FIIs significantly impact stock market performance, but investors often overlook this. It’s a reminder to check a stock’s FIIs before investing.
FAQs
Foreign Institutional Investors (FIIs) in India are regulated by the Reserve Bank of India (RBI) and the Securities and Exchange Board of India (SEBI). The RBI manages foreign exchange controls and sets regulations impacting FII investments. SEBI grants registration to FIIs, sets investment limits, and monitors their activities. The Ministry of Finance also plays a role in making policy decisions about FII investments.
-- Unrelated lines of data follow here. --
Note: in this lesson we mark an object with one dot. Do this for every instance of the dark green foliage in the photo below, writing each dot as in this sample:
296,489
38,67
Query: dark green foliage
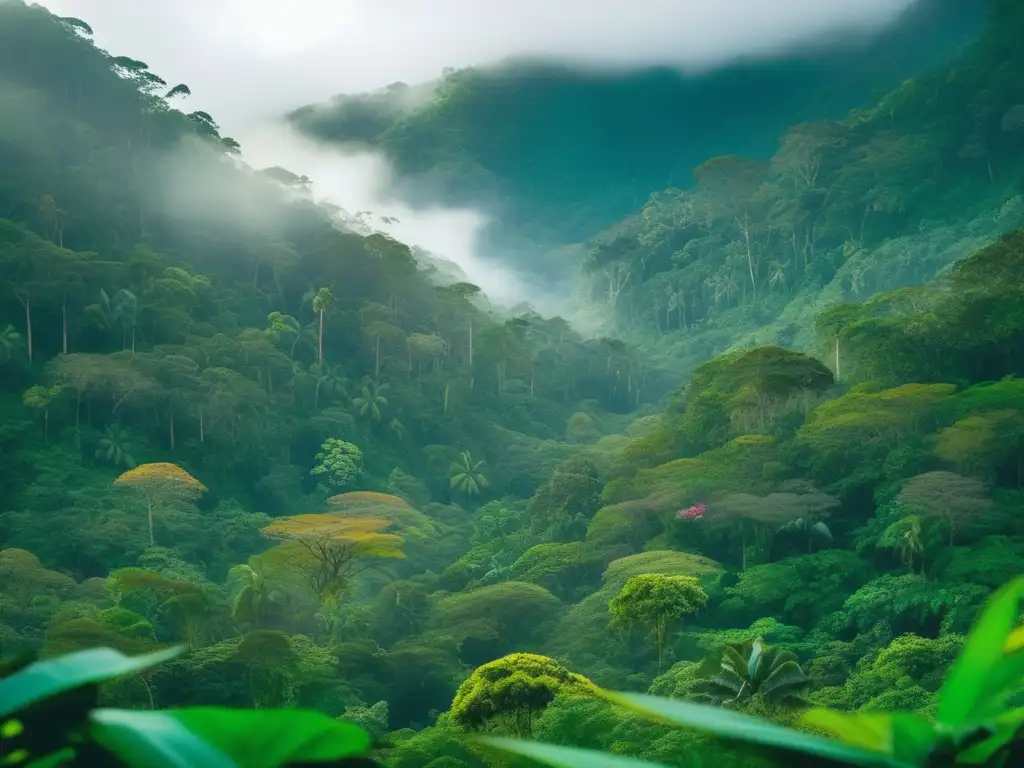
848,489
756,674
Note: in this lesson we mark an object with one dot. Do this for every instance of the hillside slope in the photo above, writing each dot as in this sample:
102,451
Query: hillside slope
558,154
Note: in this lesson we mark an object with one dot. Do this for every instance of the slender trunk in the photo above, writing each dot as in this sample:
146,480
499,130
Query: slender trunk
320,342
27,303
64,325
148,504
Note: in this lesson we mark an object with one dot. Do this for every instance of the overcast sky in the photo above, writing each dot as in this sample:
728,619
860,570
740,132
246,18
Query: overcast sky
249,61
245,56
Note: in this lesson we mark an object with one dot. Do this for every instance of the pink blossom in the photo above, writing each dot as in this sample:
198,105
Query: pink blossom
692,513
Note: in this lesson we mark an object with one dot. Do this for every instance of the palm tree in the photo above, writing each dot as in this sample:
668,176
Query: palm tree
466,475
330,379
252,593
322,303
753,673
371,401
115,448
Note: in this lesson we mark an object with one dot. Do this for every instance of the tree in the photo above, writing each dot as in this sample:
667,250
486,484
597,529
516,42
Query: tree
40,398
951,498
652,600
161,483
115,448
467,476
325,549
341,462
322,304
511,691
755,674
371,400
9,344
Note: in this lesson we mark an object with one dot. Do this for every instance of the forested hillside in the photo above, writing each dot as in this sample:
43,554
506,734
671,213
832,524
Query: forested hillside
557,154
886,198
228,421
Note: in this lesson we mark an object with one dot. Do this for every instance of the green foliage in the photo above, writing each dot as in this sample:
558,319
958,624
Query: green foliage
61,691
754,674
341,462
652,600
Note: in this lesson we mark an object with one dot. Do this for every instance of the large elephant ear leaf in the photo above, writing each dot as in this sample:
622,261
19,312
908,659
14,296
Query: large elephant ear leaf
564,757
733,662
44,679
905,737
967,694
732,725
786,679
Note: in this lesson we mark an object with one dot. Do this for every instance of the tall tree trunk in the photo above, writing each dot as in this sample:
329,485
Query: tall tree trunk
26,300
148,504
320,342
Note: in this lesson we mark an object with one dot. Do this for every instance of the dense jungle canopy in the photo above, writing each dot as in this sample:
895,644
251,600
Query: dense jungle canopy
229,419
Foreign Portfolio Investment (FPI) and Foreign Institutional Investment (FII) are both types of foreign investments. FPI refers to investment by non-residents in Indian securities. FII, a subset of FPI, involves large institutions like pension funds and mutual funds investing in financial assets. While FPI includes all investor categories, FII represents the big entities, hence their investment value is usually higher.
Foreign Institutional Investment (FII) is often more liquid than Foreign Direct Investment (FDI), allowing for easier entry and exit. FII primarily provides financial benefits and is a tool for quick financial gains. It can also diversify portfolios as FIIs can invest in a wider range of asset classes. However, both FDI and FII are essential for economic growth, providing capital, technology, and integration.
Foreign Portfolio Investment (FPI) in India is regulated by the Securities and Exchange Board of India (SEBI) and the Reserve Bank of India (RBI). SEBI oversees the entry and operation of FPIs in Indian securities markets. RBI manages the inflow and outflow of foreign exchange related to FPIs. SEBI has issued the SEBI (Foreign Portfolio Investors) Regulations, 2019, and operational guidelines governing FPIs.
Yes, Foreign Portfolio Investors (FPIs) can invest in debt securities. They can invest in government securities and corporate bonds through three channels: the Medium-Term Framework (MTF), the Voluntary Retention Route (VRR), and the Fully Accessible Route (FAR). FPIs can also invest in debt securities issued by Infrastructure Investment Trusts (InvITs) and Real Estate Investment Trusts (REITs). These investments contribute to the diversification and growth of the Indian financial market.